Evolving Pipeline
The Evolving Pipeline is AlphaApollo's inference-time self-improvement framework. It runs a policy–verifier loop across multiple rounds: the Policy Agent generates a candidate solution, the Verifier Agent evaluates it, and the result is stored in Solution Memory for the next round. No model weights are updated — improvement comes entirely from structured feedback and accumulated solution history.
This feature is called the Evolving Pipeline throughout AlphaApollo's documentation. External papers and scripts may also use "self-improvement loop", "self-evolving", or "evo" — all refer to the same system.
Overview
The evolving pipeline implements a multi-round self-improvement loop:
┌─────────────────────────────────────────────────────────────┐
│ Evolving Loop │
│ │
│ For each problem × evolving_round: │
│ │
│ ┌──────────┐ ┌───────────────┐ ┌──────────────────┐ │
│ │ Policy │───▶│ Environment │───▶│ Verifier │ │
│ │ Agent │ │ (tool use, │ │ (evaluate & │ │
│ │ │◀───│ code exec) │◀───│ report) │ │
│ └──────────┘ └───────────────┘ └──────────────────┘ │
│ │ │ │
│ ▼ ▼ │
│ ┌────────────────────────────────────────────────────┐ │
│ │ Solution Memory │ │
│ │ (retains top solutions across rounds) │ │
│ └────────────────────────────────────────────────────┘ │
└─────────────────────────────────────────────────────────────┘
Key Concepts
Policy Agent
The policy agent generates solutions to problems.
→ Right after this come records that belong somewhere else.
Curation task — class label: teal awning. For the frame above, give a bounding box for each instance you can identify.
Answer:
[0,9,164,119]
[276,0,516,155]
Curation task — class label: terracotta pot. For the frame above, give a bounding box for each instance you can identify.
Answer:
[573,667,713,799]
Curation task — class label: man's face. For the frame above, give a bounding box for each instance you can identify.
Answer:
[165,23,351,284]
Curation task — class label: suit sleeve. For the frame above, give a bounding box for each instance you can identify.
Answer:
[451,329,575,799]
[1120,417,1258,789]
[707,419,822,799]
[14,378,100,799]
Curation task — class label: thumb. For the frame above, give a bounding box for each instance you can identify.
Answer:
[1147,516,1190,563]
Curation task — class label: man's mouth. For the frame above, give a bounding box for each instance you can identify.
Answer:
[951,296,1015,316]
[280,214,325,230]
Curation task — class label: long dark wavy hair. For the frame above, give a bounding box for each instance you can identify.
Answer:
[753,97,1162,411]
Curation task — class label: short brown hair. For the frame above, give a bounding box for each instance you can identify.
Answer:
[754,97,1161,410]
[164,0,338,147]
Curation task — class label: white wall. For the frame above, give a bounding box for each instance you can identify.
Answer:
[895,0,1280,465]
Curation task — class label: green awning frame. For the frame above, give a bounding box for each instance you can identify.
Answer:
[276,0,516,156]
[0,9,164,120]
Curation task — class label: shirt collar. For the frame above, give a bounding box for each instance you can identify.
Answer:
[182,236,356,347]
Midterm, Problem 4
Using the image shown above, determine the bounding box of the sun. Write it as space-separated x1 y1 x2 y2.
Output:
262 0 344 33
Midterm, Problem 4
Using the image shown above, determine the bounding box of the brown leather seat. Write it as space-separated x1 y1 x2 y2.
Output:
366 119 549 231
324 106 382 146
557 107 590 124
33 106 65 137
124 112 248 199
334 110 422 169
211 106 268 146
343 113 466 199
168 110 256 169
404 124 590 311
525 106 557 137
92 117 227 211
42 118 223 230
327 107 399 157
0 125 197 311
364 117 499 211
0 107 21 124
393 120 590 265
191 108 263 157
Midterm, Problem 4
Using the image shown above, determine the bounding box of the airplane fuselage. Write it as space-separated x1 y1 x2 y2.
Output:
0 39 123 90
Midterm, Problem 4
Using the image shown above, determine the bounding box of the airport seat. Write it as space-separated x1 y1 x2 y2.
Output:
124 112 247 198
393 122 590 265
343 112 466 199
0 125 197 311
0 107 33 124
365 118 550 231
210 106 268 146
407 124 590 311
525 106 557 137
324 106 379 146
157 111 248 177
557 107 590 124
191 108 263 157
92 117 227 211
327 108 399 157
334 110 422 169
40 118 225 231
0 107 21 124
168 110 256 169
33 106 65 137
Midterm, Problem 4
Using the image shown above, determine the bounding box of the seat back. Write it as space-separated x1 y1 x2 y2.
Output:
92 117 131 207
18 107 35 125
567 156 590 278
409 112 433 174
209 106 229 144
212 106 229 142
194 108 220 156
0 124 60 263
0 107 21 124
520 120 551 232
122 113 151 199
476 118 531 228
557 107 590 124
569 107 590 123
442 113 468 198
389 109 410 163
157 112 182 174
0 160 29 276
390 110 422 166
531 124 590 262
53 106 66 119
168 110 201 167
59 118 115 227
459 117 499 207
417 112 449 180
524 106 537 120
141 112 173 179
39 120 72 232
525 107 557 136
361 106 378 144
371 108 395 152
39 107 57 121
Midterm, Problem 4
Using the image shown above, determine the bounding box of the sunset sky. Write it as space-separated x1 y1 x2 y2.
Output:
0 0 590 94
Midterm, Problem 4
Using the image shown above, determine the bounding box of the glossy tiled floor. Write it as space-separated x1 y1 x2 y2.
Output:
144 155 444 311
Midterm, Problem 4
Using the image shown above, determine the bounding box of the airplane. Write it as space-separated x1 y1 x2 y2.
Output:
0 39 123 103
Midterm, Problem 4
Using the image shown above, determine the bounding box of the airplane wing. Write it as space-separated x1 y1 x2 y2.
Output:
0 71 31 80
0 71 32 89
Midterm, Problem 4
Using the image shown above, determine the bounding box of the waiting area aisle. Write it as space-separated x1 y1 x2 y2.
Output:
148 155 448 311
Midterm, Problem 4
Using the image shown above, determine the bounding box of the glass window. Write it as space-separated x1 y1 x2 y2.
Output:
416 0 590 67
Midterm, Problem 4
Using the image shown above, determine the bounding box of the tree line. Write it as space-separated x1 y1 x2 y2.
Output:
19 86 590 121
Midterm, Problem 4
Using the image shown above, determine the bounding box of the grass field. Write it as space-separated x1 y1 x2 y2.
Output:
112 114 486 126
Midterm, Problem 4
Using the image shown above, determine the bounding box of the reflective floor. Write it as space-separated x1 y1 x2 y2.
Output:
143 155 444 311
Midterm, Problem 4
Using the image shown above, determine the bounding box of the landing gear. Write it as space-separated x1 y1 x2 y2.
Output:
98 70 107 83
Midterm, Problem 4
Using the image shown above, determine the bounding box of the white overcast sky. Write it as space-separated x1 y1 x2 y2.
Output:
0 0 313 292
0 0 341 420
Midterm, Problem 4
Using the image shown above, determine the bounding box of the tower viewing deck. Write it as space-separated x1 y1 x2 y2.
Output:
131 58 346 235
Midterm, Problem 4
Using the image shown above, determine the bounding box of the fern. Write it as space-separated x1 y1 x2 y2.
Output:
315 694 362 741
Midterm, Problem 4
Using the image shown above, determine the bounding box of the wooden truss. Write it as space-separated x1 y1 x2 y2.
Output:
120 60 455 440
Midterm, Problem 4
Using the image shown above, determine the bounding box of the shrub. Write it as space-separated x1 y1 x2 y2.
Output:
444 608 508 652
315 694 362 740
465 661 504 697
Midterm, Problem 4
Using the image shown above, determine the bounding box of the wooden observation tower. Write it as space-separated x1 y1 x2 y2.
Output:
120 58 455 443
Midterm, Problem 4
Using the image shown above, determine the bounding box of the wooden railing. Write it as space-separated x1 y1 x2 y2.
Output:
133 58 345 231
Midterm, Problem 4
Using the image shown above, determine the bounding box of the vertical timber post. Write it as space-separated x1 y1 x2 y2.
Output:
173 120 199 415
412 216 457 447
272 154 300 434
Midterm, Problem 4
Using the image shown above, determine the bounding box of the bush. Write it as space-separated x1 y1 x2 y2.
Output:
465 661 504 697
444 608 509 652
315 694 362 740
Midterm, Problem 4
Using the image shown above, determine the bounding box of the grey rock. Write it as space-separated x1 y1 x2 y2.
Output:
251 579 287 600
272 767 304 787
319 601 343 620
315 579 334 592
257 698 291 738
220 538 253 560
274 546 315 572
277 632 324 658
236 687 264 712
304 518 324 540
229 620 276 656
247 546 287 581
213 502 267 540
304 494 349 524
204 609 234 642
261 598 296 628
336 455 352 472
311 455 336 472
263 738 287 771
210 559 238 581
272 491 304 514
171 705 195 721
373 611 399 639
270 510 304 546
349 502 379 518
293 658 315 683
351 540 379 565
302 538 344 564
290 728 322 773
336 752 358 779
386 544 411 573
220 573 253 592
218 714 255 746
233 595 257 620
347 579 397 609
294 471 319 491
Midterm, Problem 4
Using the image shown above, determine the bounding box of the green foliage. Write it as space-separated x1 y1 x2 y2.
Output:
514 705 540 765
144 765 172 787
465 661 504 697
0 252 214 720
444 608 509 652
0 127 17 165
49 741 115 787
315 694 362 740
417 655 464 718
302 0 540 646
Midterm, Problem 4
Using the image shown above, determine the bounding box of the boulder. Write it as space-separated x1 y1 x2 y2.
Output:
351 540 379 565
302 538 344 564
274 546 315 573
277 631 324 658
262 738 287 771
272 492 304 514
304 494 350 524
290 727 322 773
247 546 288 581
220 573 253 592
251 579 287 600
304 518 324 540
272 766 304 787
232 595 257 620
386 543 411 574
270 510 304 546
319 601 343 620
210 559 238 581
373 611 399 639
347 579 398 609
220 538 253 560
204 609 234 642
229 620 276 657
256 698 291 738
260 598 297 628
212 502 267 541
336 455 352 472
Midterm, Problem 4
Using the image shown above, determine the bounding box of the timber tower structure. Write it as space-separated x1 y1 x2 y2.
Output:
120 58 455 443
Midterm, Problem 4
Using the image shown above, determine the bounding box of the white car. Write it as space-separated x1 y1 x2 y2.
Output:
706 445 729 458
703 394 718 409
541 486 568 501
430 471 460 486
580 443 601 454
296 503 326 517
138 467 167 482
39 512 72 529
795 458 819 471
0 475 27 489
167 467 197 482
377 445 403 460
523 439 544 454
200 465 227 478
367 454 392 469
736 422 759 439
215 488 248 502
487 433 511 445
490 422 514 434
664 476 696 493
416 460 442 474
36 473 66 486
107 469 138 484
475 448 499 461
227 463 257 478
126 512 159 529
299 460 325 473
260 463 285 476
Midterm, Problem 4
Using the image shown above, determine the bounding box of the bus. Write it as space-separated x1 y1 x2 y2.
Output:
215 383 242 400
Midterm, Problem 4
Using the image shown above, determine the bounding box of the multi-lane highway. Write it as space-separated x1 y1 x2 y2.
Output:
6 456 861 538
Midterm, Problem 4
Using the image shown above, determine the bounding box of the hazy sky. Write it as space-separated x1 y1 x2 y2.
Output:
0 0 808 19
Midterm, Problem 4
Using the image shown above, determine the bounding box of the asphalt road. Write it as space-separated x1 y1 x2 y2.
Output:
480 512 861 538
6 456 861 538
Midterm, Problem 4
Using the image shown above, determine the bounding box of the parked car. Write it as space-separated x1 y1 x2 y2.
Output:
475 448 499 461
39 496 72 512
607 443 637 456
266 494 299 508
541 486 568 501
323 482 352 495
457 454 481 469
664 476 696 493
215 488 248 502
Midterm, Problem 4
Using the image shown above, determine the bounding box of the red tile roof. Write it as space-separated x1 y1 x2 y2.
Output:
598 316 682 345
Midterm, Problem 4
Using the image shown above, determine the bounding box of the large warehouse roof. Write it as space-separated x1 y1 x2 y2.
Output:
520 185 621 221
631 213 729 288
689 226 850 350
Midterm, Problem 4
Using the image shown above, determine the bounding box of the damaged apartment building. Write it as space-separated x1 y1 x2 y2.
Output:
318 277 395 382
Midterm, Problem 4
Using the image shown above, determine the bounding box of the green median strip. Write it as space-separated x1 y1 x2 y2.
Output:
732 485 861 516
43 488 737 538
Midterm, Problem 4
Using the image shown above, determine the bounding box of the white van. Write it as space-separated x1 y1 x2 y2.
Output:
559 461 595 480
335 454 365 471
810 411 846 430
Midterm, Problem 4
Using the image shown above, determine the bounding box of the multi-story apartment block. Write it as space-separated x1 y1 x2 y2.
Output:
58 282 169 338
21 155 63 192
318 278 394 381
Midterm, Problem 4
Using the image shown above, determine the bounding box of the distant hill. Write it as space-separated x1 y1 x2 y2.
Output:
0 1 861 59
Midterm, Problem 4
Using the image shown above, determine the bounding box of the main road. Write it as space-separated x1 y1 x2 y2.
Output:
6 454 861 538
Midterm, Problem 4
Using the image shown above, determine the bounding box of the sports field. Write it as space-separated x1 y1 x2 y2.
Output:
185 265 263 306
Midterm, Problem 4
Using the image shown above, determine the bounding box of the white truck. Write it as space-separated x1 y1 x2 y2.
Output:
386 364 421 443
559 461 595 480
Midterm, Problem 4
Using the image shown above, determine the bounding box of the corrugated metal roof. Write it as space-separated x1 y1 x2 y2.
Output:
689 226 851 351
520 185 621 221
It can use tools (Python code execution, RAG retrieval) and iterates across multiple steps within each round.
Verifier Agent
The verifier agent evaluates policy-generated solutions. It:
- Inspects
<answer>tags in the policy's output - Can execute Python code to check mathematical correctness
- Returns a structured
<report>with pass/fail judgment - Multiple verifier instances run in parallel for majority voting
Solution Memory
The solution memory retains top-scoring solutions across evolving rounds, enabling the policy to learn from its best past attempts:
| Memory Type | Description |
|---|---|
simple | Retains recent history (FIFO) |
score | Retains highest-scoring solutions |
ndimensional | Multi-dimensional scoring with scored_history_length control |
Execution Modes
| Mode | Description |
|---|---|
| Agentic | Interleaves verification when <answer> tags appear. Force-verifies on the final step of each round. Advances to the next round after verification. |
| Mechanical | Runs a fixed number of steps without interleaved verification. Performs a single verifier session at the end of each round. |
Pipeline Steps
1. Data Loading
Problems are loaded from processed parquet files via examples/evolving/utils/dataset_loader.py:
# Load problems from parquet
problems = load_dataset(
data_root="./data/math-ai/",
dataset_name="aime24",
file_name="test.parquet"
)
2. Environment Setup
The pipeline creates separate environments for policy and verifier roles:
# Policy environment: generates solutions
policy_env = InformalMathEnvironmentManager(
max_steps=4,
history_length=4,
memory_type="simple",
enable_python_code=True,
enable_local_rag=True
)
# Verifier environment: evaluates solutions
verifier_env = InformalMathEnvironmentManager(
max_steps=4,
history_length=4,
memory_type="simple",
enable_python_code=True
)
3. Evolving Loop
For each problem and each evolving round:
Round 1: Policy generates solution → Verifier evaluates → Update memory
Round 2: Policy generates (with memory) → Verifier evaluates → Update memory
...
Round N: Policy generates (with rich memory) → Verifier evaluates → Final result
Each round benefits from the accumulated solution memory, allowing the policy to refine its approach based on previous attempts and verifier feedback.
4. Verification
The verifier runs multiple instances in parallel and uses majority voting:
verifier_env_num: 5 # Odd number for majority voting
concurrency:
verifier_max_workers: 5
Use an odd number for verifier_env_num (e.g., 3, 5, 7) to ensure majority voting always produces a definitive result.
5. Output Collection
The pipeline produces detailed outputs:
outputs/<dataset>/<tag>/<model>/test_*/
├── step_outputs/ # Per-step trajectory data
├── problem_results/ # Per-problem results with correctness
└── metrics.json # Aggregate metrics
Metrics tracked:
- Policy accuracy: Does the policy's answer match ground truth?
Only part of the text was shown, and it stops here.